George Macdonald wrote a number of books that explore the imaginative ways of expressing Christian truths. Most notable among these are At the Back of the North Wind, Phantastes and Lilith. C.S. Lewis was profoundly influenced by Phantastes, which he described as baptising his imagination. According to Lewis, it gave him a new way to perceive the world. He wrote:

The quality which had enchanted me in his imaginative works turned out to be the quality of the real universe, the divine, magical, terrifying and ecstatic reality in which we all live. I should have been shocked in my teens if anyone had told me that what I learned to love in Phantastes was goodness.

— Lewis, George Macdonald: An Anthology

Lewis later described Phantastes as serving “to convert, even baptise … my imagination”, though, as he said “it did nothing to my intellect nor (at the time) to my conscience”.

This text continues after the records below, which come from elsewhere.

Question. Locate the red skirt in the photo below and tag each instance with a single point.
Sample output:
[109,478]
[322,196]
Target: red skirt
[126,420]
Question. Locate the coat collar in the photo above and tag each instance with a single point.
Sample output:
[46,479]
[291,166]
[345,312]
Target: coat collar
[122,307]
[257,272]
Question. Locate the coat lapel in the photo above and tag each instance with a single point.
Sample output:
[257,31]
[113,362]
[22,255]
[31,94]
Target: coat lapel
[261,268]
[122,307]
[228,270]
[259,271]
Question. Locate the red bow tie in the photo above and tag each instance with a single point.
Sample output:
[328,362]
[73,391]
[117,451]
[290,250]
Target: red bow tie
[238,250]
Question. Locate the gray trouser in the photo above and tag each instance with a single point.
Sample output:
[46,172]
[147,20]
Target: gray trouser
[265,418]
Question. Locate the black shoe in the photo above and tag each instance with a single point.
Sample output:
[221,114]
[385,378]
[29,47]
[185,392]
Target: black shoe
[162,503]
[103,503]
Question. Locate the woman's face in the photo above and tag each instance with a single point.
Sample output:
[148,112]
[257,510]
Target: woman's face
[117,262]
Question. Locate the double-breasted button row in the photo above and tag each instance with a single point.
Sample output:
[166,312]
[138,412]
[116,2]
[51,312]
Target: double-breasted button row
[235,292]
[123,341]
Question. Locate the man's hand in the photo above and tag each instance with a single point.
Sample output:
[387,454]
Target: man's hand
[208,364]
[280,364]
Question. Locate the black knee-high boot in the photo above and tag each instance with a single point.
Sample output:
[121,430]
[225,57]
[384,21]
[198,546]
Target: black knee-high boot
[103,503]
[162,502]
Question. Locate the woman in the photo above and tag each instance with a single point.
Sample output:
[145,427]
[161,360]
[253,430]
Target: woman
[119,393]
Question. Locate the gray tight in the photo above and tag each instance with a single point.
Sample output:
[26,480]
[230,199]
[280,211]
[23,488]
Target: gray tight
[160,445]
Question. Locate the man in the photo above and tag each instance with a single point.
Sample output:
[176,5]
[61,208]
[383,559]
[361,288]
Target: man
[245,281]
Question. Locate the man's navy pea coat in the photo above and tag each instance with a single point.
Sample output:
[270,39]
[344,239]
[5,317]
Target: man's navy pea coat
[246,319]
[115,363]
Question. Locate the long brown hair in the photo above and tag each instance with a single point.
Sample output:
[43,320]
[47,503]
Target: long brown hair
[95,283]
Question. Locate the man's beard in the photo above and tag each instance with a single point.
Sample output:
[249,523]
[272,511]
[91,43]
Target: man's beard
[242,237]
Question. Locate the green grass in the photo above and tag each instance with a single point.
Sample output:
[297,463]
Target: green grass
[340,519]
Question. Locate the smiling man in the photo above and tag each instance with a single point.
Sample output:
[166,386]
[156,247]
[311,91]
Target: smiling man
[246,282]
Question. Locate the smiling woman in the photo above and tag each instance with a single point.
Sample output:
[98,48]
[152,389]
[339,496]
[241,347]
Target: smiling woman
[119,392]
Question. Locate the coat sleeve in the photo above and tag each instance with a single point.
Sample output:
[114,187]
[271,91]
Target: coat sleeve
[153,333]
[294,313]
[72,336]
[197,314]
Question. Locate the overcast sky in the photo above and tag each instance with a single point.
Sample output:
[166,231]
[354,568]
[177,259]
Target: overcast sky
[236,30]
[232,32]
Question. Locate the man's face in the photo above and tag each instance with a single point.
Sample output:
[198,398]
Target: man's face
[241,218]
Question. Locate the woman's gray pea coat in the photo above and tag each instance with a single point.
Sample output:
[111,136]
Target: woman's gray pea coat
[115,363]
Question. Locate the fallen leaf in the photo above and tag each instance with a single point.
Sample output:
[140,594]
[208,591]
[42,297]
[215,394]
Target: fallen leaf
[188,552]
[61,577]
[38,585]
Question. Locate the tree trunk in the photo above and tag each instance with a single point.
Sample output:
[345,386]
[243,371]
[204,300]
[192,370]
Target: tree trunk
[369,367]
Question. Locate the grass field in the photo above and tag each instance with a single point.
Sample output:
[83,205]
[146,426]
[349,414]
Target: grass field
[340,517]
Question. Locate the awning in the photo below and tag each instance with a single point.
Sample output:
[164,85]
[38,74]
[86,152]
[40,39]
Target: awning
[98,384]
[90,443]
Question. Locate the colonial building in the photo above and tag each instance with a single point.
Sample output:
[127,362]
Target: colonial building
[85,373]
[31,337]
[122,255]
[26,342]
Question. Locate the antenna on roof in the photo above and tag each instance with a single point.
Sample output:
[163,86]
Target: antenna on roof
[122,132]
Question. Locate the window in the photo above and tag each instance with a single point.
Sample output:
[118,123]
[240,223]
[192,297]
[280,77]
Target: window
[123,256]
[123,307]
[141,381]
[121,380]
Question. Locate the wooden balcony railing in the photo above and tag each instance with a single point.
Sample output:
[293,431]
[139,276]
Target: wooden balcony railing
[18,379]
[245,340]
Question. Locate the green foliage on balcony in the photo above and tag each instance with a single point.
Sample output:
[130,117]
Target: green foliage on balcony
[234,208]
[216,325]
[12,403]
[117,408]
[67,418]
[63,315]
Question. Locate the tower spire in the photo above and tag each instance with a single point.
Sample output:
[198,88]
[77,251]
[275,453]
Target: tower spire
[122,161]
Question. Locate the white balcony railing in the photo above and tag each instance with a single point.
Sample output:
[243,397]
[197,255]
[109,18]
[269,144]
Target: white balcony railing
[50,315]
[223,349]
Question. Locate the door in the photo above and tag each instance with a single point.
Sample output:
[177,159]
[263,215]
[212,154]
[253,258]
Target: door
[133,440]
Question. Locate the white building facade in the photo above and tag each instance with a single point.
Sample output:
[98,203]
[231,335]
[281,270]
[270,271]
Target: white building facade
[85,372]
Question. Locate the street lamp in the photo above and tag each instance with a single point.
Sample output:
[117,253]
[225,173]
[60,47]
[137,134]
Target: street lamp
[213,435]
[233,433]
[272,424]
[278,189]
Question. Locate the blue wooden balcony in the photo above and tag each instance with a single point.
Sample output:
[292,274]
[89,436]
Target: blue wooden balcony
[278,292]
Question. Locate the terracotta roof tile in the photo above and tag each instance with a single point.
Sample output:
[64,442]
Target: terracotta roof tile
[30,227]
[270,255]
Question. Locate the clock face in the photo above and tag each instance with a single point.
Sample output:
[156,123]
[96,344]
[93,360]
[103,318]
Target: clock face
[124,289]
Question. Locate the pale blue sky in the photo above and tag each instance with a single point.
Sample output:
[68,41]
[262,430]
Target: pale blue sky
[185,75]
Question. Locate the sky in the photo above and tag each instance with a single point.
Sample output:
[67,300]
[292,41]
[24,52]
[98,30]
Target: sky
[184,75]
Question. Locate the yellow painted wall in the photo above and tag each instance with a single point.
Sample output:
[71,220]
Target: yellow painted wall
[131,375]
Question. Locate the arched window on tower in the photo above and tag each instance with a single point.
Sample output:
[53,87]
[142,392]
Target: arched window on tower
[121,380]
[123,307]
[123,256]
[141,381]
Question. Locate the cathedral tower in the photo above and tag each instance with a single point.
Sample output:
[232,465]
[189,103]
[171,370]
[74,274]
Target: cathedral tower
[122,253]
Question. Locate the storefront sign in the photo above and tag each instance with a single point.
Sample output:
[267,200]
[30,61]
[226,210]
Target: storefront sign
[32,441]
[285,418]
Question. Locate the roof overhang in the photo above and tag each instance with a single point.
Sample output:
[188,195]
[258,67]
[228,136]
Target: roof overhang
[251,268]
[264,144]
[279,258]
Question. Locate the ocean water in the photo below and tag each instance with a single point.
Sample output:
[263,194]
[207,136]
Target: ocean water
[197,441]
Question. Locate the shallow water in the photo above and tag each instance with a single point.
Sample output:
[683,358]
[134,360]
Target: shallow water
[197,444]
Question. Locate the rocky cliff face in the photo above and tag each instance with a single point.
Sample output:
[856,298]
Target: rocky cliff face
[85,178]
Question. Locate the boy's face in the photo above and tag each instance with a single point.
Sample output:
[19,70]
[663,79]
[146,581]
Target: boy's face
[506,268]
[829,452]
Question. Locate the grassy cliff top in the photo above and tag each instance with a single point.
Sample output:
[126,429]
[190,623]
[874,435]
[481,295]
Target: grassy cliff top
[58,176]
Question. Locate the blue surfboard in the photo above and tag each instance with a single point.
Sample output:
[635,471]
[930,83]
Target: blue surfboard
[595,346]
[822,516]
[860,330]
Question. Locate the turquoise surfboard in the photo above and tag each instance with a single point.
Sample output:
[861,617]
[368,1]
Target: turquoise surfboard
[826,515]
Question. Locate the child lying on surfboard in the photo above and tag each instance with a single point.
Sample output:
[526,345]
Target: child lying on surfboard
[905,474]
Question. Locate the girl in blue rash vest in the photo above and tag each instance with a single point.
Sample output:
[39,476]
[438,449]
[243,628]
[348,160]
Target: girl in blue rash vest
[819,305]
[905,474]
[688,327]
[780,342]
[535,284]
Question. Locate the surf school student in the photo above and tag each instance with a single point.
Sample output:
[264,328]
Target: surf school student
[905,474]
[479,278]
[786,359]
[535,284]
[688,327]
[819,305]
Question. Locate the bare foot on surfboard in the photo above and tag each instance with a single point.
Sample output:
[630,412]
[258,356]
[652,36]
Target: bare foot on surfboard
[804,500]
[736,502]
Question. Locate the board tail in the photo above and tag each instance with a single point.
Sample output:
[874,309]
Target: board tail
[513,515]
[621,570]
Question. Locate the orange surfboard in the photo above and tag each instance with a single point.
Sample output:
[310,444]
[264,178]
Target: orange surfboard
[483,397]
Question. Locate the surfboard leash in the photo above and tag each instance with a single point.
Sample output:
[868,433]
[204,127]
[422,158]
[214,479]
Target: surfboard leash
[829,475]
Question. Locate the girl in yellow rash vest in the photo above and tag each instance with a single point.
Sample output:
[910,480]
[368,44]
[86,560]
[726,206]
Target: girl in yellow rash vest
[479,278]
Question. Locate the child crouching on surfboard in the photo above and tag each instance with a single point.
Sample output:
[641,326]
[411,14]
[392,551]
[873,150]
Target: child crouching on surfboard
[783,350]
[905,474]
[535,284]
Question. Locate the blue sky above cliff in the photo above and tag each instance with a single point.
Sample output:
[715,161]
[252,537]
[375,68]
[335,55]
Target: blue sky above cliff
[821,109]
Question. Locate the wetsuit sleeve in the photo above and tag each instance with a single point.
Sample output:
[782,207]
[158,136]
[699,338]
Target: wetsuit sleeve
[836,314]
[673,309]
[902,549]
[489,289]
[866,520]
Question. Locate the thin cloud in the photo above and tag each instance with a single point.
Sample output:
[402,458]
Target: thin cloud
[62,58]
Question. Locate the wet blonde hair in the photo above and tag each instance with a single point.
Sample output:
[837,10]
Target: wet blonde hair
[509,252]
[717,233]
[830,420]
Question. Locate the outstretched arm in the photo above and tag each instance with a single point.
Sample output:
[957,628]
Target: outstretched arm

A quick glance through the fiction section of a Christian bookstore reveals books set in Biblical times (one I saw recently told the tale of one of Solomon’s concubines) or books in which the characters are Christians. These books do give novelty to our reading: instead of reading about today’s world or atheists, we read about yesterday’s world and Christians. However, if the only change is in the characters or the setting, with no change in the underlying story, then we emerge unchanged from our encounter with them. But what about books that illumine Christian principles—that seek to change the way we look at the world?

I recently reread MacDonald’s Lilith. He makes use of a certain amount of fluidity of ideas. One character, Mr Raven is at the same time a bent librarian in a black frock coat and a raven with a beady eye. He claimed to be a sexton in God’s acre—and to prove it, he plunged “his beak deep in the sod, and [drew] out a great wriggling red worm. He threw back his head, and tossed it in the air. It spread great wings, gorgeous in red and black, and soared aloft.” The narrator, much puzzled, remonstrates, only to be told that the true business of a sexton is to “have the air full of worms”.

As MacDonald continues to draw the threads of the story along, one thing that becomes clear is the narrator’s inability to accomplish what he wishes for himself. He finds that he brings sadness and pain where he goes. Instead, he needs to set himself to sleep (which, in some way, is to die) so that he can truly wake.

As the book unfolds, the shifting layers of the text and the multiple identities of each character begin to make one wonder, with the narrator, whether “the whole thing [is] too mad”. But with the ending of the book, MacDonald brings his metaphysical speculations together in a satisfying way that nonetheless leaves a reader pensive and with the thought that there might be more to life than he knows.

Somehow, I think MacDonald’s way of firing the imagination is more helpful than the average Christian novel in a bookstore. It does not pretend to be a argued case for Christianity; that would be tedious in a novel. Nor does it moralise; that would be uncomfortable. But all the same, it illumines some of the truths of Christianity. As Lewis wrote:

A young man who wishes to remain a sound atheist cannot be too careful of his reading. There are traps everywhere – “Bibles laid open, millions of surprises,” as Herbert says, “fine nets and stratagems.”